Islamic Help is a UK based charity that was founded in 2003 and works both internationally and within the UK. According to their registration with the UK Charity Commission, “Islamic Help provides humanitarian assistance all around the world. Support is also provided to the needy, widows, victims of emergency natural/manmade disasters and homelessness in the UK”. Islamic help characterizes itself by its ability to inspire, motivate, and mobilize young individuals wishing to provide assistance to disaster stricken communities.

The organization is a member of the Muslim Charities Forum, which serves as an umbrella organization for multiple UK-based Muslim charitable organizations and has been criticized for its member's extremist ties, allegations which extend to Islamic Help and which have been refuted by the charity.

==Background==
Islamic Help was founded in 2003 by young individuals in a grassroots initiative to provide assistance following natural disasters. Shortly after the organization's creation, they were able to provide disaster relief after the Pacific Ocean tsunami, the Bam earthquake, and the Pakistan earthquake.

Islamic Help has worked in more than 20 countries and has multiple offices worldwide in Birmingham, Pakistan, Bangladesh, Tanzania, Gaza, Yemen, Jordan and Australia.

The charity is based in the UK and has its UK office in Balsall Heath, Birmingham.

==Activities and Projects==
Islamic Help carries out a wide variety of projects worldwide.

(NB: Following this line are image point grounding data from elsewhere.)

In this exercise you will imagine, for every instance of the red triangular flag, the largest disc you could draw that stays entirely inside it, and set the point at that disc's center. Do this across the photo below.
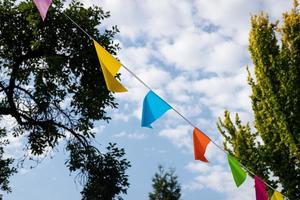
(260, 189)
(200, 143)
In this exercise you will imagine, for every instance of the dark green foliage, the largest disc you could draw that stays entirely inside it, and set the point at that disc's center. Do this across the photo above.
(104, 173)
(5, 164)
(165, 185)
(52, 85)
(274, 149)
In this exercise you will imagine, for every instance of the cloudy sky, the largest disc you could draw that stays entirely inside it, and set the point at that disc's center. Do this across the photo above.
(194, 54)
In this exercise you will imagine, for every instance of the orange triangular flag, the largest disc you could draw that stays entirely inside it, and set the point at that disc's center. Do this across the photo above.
(200, 143)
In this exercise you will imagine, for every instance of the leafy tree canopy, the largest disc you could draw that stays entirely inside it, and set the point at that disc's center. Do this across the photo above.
(165, 185)
(273, 149)
(52, 86)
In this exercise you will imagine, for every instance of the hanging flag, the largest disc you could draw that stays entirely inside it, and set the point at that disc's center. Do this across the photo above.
(260, 189)
(277, 196)
(153, 108)
(200, 143)
(42, 6)
(239, 175)
(110, 67)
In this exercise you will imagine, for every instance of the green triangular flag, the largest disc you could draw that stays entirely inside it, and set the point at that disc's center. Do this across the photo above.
(239, 175)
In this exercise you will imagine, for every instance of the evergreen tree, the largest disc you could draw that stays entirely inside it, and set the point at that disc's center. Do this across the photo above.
(165, 185)
(52, 86)
(273, 149)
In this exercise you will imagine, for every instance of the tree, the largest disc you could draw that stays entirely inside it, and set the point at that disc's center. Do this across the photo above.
(6, 170)
(52, 86)
(272, 150)
(165, 185)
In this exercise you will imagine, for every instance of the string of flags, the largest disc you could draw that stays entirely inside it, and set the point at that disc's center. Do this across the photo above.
(155, 107)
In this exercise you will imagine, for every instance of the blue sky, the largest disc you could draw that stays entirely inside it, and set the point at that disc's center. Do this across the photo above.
(193, 53)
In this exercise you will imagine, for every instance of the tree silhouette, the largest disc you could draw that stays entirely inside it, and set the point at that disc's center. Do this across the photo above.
(51, 84)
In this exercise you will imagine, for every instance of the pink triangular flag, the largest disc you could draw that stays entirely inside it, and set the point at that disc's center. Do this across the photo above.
(42, 6)
(260, 189)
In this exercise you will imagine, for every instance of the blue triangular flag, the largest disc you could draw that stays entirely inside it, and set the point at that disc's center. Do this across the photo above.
(153, 108)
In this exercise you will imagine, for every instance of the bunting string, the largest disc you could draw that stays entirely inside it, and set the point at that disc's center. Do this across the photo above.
(259, 183)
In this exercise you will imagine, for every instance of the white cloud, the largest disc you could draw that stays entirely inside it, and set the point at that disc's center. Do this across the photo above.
(134, 136)
(179, 135)
(193, 53)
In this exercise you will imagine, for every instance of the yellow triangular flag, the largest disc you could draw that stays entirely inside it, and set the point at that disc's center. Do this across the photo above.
(277, 196)
(110, 67)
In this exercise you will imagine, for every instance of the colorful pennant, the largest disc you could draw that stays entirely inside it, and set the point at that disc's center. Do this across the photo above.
(110, 67)
(42, 6)
(239, 175)
(153, 108)
(200, 143)
(277, 196)
(260, 189)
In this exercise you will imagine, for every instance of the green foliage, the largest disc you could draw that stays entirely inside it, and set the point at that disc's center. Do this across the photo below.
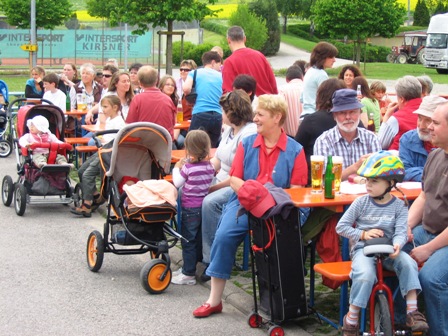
(215, 26)
(267, 9)
(421, 14)
(49, 13)
(358, 20)
(254, 27)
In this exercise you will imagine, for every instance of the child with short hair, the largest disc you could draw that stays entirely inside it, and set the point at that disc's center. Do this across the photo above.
(39, 133)
(379, 214)
(52, 93)
(194, 174)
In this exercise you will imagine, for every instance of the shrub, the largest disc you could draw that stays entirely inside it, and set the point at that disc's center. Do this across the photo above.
(254, 27)
(267, 9)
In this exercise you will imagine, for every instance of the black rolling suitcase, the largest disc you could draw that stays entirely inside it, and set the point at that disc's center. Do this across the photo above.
(278, 253)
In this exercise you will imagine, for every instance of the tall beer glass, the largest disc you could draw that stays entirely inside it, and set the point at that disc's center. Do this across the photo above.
(337, 170)
(317, 170)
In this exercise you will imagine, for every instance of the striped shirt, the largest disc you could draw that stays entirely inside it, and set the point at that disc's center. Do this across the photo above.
(198, 177)
(332, 143)
(391, 218)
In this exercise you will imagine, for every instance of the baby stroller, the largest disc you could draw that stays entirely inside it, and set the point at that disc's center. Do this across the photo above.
(141, 151)
(49, 184)
(5, 136)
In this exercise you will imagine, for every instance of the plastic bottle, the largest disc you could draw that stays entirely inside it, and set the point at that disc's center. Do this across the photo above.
(371, 123)
(68, 103)
(329, 178)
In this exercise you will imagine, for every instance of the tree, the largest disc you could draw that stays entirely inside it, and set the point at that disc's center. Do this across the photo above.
(49, 13)
(358, 20)
(267, 10)
(421, 14)
(146, 13)
(254, 26)
(293, 8)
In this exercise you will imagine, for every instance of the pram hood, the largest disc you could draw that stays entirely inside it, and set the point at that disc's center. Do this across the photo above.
(132, 148)
(52, 113)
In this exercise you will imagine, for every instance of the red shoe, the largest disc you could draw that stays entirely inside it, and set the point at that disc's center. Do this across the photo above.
(206, 310)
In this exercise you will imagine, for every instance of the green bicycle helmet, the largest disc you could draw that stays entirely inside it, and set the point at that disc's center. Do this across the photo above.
(383, 164)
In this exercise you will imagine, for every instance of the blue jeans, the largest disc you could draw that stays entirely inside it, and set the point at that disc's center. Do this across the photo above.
(191, 230)
(231, 232)
(212, 208)
(210, 122)
(363, 275)
(434, 279)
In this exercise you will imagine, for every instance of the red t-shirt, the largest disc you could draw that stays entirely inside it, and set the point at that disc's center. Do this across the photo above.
(267, 161)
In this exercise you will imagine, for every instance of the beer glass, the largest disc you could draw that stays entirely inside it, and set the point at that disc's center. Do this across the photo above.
(317, 169)
(337, 171)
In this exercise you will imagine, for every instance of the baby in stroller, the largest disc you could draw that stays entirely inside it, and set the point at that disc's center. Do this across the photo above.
(40, 133)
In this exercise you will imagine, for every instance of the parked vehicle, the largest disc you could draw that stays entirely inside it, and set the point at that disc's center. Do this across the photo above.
(411, 51)
(437, 49)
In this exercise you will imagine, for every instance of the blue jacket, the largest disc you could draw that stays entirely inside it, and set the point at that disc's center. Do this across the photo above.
(413, 155)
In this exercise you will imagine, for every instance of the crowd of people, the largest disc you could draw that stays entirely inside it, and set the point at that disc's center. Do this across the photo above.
(268, 134)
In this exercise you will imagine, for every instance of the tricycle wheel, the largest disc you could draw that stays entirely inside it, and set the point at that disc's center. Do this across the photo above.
(7, 190)
(95, 251)
(150, 276)
(20, 199)
(5, 148)
(254, 320)
(276, 331)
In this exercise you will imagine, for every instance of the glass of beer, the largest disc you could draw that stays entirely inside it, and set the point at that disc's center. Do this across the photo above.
(317, 170)
(337, 171)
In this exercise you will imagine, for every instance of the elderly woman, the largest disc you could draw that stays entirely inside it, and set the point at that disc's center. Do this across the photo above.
(91, 88)
(269, 156)
(238, 116)
(348, 73)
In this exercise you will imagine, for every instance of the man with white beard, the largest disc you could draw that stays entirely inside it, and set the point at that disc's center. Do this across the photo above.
(415, 145)
(346, 139)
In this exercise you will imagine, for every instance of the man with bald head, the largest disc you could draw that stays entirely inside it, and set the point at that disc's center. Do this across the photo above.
(151, 104)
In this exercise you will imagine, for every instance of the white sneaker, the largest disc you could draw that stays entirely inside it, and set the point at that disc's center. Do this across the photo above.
(182, 279)
(177, 272)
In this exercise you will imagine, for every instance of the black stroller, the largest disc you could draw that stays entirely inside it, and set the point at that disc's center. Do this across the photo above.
(49, 184)
(141, 151)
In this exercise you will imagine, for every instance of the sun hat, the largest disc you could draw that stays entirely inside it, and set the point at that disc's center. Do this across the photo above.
(429, 105)
(255, 198)
(40, 122)
(345, 100)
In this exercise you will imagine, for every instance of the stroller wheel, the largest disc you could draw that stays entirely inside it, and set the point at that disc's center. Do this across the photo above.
(20, 199)
(151, 273)
(95, 251)
(77, 195)
(7, 190)
(5, 148)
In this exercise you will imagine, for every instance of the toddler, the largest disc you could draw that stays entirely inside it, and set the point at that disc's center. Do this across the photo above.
(39, 133)
(194, 174)
(379, 214)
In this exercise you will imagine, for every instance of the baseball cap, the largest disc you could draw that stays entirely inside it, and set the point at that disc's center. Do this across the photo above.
(255, 198)
(429, 105)
(345, 100)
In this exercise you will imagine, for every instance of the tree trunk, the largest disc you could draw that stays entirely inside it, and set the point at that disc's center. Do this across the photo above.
(169, 48)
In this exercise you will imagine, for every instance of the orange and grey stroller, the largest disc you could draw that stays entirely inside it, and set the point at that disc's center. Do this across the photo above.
(142, 152)
(49, 184)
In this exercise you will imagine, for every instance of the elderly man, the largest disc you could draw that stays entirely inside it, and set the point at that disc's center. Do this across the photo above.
(431, 237)
(346, 139)
(247, 61)
(415, 145)
(399, 117)
(151, 104)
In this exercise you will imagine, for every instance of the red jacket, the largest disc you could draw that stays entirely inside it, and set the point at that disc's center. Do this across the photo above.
(407, 120)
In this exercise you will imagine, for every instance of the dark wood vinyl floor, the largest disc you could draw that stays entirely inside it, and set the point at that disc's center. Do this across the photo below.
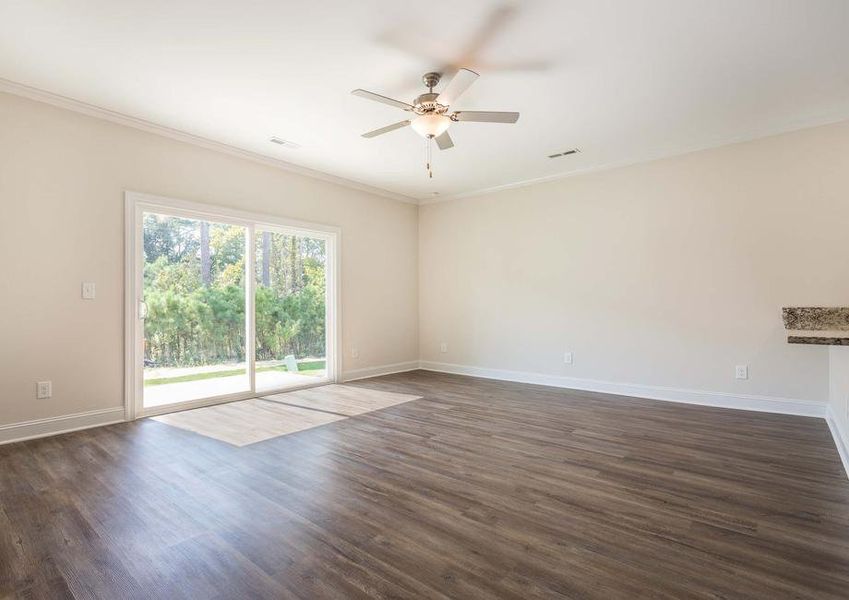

In March 2012, the organization started the Eco Village, a three-year project in Tanzania which will create a community for orphans. Islamic Help also runs a sponsorship program for helping orphans in Africa, Asia, and the Middle East. Islamic Help has helped to build water pumps and solar powered wells water deprived countries, particularly in Tanzania, Bangladesh, and Pakistan. The organization also has a sponsorship program for sponsoring a well or water pump in one of the three countries.

They have engaged in efforts for women's empowerment, teaching them skills that make them more independent and self-sufficient. One such initiative was teaching impoverished women about beekeeping allowing them to have a sustainable livelihood.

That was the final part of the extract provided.